TOKYO -- Share buybacks announced by listed Japanese companies fell 78% to around 896.1 billion yen ($8.3 billion) in the April-June quarter from the previous year, according to data aggregated by Nikkei, highlighting cash-strapped businesses that have been hit hard by the coronavirus pandemic.
Companies typically have their board of directors decide on buyback strategies and volumes.
The data show the number of buybacks announced since April stood at 146, about half the previous year's total to date. In fiscal year 2019, buybacks totaled 7.8 trillion yen -- the most since the 2008 Lehman crisis. In fiscal 2020, however, "it could be about one-third that," according to Ukyo Haraguchi, a strategist at Mitsubishi UFJ Morgan Stanley Securities.
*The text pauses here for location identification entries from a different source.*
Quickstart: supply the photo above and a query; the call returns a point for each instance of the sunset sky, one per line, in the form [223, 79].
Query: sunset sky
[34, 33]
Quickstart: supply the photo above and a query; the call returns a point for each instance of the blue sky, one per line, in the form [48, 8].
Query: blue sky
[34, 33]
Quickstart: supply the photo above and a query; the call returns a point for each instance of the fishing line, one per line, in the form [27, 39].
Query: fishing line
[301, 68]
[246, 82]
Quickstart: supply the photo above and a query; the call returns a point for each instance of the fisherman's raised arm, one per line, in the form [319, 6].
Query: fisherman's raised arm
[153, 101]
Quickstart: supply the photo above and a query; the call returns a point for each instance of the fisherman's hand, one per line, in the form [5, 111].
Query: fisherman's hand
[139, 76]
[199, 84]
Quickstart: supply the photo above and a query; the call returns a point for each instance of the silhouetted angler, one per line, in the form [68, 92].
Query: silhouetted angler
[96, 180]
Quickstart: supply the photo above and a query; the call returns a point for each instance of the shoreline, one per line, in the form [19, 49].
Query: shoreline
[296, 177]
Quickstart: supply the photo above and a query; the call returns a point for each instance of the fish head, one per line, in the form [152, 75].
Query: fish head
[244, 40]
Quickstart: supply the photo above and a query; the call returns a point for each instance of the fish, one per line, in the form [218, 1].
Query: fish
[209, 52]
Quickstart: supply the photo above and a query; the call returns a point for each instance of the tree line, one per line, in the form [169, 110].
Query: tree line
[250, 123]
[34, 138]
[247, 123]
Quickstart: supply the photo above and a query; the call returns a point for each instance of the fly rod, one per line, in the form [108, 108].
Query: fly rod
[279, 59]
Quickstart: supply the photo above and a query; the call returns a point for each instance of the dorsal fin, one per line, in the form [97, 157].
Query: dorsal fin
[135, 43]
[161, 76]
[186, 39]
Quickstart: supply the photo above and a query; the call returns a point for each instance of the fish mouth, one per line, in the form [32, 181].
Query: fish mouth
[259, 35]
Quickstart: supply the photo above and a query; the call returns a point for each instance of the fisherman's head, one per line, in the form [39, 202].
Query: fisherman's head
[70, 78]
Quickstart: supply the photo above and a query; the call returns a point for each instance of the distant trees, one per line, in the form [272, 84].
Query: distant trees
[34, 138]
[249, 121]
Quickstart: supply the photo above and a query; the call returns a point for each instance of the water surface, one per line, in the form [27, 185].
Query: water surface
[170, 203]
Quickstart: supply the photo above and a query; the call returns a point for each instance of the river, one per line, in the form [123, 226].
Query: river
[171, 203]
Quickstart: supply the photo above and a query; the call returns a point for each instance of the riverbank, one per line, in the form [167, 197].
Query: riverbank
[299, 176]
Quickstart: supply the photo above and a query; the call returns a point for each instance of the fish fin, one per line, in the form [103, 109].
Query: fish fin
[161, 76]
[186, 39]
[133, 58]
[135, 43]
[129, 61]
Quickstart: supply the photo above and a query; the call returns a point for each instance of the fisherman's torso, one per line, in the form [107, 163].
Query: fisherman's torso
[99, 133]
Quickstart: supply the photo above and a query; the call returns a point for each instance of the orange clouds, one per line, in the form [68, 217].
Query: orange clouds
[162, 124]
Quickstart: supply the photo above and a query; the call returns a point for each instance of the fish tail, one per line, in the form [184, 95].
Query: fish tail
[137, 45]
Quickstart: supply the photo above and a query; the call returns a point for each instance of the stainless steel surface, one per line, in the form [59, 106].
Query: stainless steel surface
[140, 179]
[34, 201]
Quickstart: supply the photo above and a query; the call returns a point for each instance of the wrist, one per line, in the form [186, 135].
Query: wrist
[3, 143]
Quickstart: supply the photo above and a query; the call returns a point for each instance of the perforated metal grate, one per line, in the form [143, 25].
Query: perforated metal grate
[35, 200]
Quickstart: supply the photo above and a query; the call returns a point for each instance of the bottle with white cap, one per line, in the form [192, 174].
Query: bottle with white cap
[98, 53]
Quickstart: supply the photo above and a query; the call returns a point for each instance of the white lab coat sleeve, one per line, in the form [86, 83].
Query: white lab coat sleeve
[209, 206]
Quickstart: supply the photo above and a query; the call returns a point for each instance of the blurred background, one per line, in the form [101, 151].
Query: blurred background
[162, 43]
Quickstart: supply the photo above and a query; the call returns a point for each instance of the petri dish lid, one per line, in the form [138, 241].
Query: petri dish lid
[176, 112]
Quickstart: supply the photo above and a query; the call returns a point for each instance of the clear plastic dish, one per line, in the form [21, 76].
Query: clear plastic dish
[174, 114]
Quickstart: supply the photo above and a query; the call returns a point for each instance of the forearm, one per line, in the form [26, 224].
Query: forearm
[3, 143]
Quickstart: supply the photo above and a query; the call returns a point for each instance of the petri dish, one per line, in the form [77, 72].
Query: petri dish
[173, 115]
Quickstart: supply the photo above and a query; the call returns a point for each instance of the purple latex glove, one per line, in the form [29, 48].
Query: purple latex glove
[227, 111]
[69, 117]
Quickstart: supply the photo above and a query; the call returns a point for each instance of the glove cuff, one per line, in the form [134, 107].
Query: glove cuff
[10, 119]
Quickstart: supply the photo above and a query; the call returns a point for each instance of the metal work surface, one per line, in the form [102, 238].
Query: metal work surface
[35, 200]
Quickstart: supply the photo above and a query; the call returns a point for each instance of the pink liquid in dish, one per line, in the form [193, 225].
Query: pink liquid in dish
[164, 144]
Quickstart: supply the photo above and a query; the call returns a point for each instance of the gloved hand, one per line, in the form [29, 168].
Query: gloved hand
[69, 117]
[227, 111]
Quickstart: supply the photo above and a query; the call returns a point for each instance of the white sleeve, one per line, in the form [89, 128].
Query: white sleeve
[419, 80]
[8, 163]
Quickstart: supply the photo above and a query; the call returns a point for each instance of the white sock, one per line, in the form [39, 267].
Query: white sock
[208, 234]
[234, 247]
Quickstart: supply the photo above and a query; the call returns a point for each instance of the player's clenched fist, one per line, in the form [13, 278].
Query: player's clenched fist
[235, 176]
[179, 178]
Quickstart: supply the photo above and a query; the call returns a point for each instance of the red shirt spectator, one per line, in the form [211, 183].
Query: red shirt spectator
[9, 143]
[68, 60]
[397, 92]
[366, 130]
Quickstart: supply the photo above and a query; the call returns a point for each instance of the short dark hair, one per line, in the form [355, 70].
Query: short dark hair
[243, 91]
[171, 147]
Among companies that downsized buybacks are general contractor Taisei, which capped buybacks at 10 billion yen from last year's 28 billion yen. Shigeyuki Sakurai, executive vice president at Taisei, told Nikkei that his company would "secure a large amount of cash on hand" in light of a potential second wave of coronavirus infections.
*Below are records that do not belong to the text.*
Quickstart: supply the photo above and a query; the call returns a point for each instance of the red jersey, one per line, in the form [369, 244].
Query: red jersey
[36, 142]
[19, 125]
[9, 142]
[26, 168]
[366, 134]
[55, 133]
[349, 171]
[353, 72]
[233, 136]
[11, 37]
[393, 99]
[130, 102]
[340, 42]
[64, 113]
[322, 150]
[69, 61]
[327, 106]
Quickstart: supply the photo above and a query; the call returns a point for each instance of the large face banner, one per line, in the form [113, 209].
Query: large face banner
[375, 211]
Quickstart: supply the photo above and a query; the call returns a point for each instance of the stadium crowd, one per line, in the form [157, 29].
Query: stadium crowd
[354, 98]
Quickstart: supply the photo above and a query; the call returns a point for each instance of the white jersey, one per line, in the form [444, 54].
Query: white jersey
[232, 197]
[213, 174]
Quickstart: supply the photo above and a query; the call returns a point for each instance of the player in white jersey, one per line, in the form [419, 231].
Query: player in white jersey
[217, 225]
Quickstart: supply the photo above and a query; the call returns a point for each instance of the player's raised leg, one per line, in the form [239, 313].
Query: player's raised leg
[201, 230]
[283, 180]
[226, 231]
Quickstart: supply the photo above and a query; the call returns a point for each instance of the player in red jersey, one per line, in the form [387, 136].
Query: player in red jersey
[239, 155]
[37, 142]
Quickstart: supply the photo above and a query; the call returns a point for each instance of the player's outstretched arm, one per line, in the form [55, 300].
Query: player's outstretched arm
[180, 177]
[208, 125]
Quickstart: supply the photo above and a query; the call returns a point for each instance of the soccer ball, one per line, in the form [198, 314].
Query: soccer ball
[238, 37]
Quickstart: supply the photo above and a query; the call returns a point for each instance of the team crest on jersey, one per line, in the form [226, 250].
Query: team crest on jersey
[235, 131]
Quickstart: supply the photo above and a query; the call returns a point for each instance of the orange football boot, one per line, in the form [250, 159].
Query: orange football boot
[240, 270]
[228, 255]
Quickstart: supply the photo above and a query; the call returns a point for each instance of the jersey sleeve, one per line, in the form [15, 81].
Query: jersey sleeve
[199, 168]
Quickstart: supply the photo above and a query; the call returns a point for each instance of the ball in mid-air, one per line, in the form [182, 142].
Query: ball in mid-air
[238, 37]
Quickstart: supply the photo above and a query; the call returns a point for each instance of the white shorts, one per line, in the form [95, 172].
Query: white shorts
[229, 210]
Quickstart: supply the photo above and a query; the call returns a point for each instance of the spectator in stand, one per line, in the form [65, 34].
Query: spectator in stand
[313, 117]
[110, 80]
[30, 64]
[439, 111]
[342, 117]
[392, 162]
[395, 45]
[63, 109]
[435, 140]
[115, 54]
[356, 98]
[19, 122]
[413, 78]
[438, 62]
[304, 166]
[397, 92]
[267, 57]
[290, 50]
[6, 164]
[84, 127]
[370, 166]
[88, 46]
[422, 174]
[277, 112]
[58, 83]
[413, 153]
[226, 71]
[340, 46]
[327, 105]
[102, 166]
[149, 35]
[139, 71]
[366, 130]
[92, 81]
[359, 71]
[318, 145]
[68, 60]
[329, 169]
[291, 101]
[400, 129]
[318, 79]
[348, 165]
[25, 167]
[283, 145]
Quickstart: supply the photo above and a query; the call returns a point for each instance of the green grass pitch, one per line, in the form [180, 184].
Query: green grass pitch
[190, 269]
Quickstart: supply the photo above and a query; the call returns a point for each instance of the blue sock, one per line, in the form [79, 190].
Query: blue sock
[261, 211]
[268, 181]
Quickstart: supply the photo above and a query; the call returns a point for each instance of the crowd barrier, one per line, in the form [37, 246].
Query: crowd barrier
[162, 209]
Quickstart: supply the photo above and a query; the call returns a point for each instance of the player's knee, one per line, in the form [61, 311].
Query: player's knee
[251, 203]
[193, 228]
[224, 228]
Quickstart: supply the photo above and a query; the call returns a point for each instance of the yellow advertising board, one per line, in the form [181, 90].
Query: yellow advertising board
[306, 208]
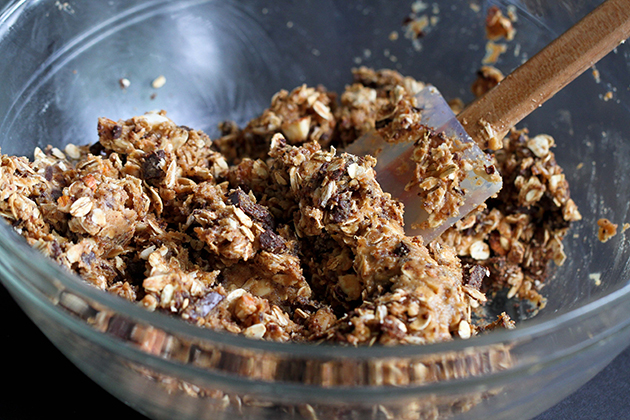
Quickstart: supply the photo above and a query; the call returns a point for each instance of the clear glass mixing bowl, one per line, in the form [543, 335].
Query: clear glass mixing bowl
[223, 60]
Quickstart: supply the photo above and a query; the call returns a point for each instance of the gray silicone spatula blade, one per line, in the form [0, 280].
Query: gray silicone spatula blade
[394, 168]
[490, 117]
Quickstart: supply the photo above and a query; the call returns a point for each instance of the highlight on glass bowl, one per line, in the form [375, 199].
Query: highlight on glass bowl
[187, 218]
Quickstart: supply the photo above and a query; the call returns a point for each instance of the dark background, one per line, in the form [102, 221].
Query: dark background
[44, 383]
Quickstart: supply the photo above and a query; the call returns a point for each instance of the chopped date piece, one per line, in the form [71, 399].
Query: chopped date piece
[269, 232]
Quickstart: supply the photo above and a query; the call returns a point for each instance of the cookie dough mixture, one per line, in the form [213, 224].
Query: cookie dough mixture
[271, 232]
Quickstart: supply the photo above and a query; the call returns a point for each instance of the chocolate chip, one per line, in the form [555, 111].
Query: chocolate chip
[401, 250]
[152, 165]
[257, 212]
[473, 275]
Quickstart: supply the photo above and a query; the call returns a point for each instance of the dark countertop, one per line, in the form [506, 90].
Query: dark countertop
[607, 396]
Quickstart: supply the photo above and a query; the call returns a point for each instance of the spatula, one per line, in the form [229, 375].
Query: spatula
[491, 116]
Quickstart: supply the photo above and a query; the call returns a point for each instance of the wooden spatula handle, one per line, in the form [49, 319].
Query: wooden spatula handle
[491, 116]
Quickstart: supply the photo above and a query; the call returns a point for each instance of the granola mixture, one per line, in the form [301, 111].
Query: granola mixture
[272, 233]
[606, 230]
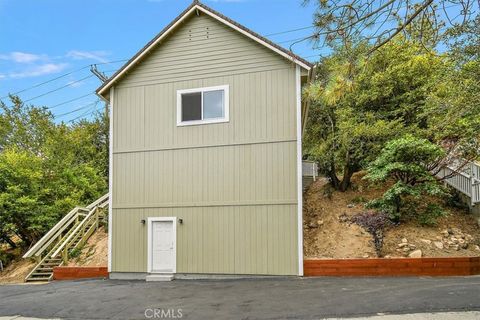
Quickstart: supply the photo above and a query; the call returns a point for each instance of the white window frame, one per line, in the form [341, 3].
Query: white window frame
[226, 99]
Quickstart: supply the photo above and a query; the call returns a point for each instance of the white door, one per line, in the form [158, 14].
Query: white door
[163, 246]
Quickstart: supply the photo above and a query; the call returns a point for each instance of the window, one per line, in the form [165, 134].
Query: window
[202, 105]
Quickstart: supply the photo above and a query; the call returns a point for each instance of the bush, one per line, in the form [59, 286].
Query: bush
[407, 161]
[375, 223]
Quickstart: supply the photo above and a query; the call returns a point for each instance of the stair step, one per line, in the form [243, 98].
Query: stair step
[38, 279]
[41, 274]
[45, 269]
Although Japan's telecommunication industry regularly engages in huge buybacks, this year NTT, NTT Docomo, and KDDI all suspended the practice. The three companies alone contributed to a drop of about 700 billion yen in buybacks compared to last year.
KDDI President Makoto Takahashi says he will "consider [buybacks] after seeing the spread of infections and business performance."
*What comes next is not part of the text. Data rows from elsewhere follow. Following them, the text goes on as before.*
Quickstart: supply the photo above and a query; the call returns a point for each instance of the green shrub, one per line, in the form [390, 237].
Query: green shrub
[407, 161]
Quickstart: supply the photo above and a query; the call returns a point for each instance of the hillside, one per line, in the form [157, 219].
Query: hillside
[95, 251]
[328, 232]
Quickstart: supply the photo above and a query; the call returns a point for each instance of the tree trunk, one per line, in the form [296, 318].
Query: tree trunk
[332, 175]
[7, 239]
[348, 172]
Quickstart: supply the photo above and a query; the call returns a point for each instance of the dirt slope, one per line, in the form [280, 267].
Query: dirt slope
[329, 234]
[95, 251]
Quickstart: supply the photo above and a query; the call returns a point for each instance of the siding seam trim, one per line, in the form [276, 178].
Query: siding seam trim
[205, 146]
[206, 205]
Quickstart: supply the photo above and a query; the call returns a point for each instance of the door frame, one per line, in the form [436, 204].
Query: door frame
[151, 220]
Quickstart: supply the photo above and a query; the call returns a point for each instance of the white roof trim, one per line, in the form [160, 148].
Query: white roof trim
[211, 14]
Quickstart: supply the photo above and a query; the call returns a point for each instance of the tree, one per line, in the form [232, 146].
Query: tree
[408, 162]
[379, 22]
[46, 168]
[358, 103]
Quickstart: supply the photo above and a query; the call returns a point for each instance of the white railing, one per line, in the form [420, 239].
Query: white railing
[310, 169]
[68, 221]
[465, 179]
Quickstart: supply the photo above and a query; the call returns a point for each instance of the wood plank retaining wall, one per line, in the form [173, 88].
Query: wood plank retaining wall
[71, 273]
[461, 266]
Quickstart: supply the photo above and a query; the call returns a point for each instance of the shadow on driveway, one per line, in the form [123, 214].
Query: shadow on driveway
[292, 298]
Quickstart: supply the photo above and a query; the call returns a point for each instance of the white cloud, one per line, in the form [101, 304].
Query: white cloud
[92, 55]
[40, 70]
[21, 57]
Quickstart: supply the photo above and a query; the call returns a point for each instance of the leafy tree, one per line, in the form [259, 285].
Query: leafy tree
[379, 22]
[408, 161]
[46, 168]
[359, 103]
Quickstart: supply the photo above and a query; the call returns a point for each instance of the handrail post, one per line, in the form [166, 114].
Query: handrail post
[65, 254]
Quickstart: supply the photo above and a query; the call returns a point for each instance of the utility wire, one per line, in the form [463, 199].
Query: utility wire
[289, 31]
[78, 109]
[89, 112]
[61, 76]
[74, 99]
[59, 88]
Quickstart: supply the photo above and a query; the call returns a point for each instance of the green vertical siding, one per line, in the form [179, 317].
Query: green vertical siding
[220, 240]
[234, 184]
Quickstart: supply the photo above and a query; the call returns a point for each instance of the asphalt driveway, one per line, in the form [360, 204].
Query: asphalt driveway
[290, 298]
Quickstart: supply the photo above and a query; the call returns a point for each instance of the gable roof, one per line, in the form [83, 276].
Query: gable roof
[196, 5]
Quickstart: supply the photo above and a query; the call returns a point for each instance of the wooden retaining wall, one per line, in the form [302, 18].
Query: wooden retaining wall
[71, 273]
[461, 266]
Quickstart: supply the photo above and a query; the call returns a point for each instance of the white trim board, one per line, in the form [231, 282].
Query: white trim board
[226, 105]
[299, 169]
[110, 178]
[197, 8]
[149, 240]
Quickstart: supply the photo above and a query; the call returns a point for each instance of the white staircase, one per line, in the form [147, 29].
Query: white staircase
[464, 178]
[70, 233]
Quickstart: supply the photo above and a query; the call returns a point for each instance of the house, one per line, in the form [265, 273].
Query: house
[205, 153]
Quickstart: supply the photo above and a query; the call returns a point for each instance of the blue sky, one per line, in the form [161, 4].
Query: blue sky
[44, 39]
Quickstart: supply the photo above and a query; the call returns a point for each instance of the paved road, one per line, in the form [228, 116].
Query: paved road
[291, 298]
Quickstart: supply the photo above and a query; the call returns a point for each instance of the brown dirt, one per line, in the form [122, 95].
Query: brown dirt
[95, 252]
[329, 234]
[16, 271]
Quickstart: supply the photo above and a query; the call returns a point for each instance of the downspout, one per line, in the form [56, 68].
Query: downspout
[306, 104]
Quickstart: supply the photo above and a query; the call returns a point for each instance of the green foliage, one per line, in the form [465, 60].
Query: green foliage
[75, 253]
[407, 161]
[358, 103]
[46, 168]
Other companies have shelved their announced buyback plans.
Consumer electronics retailer Yamada Denki suspended its program, which had previously been capped at 50 billion yen, because it could not forecast how far consumer consumption will slide. Clothing retailer Aoki Holdings also decided to cancel buybacks as sales of business suits dive and its bridal business struggles.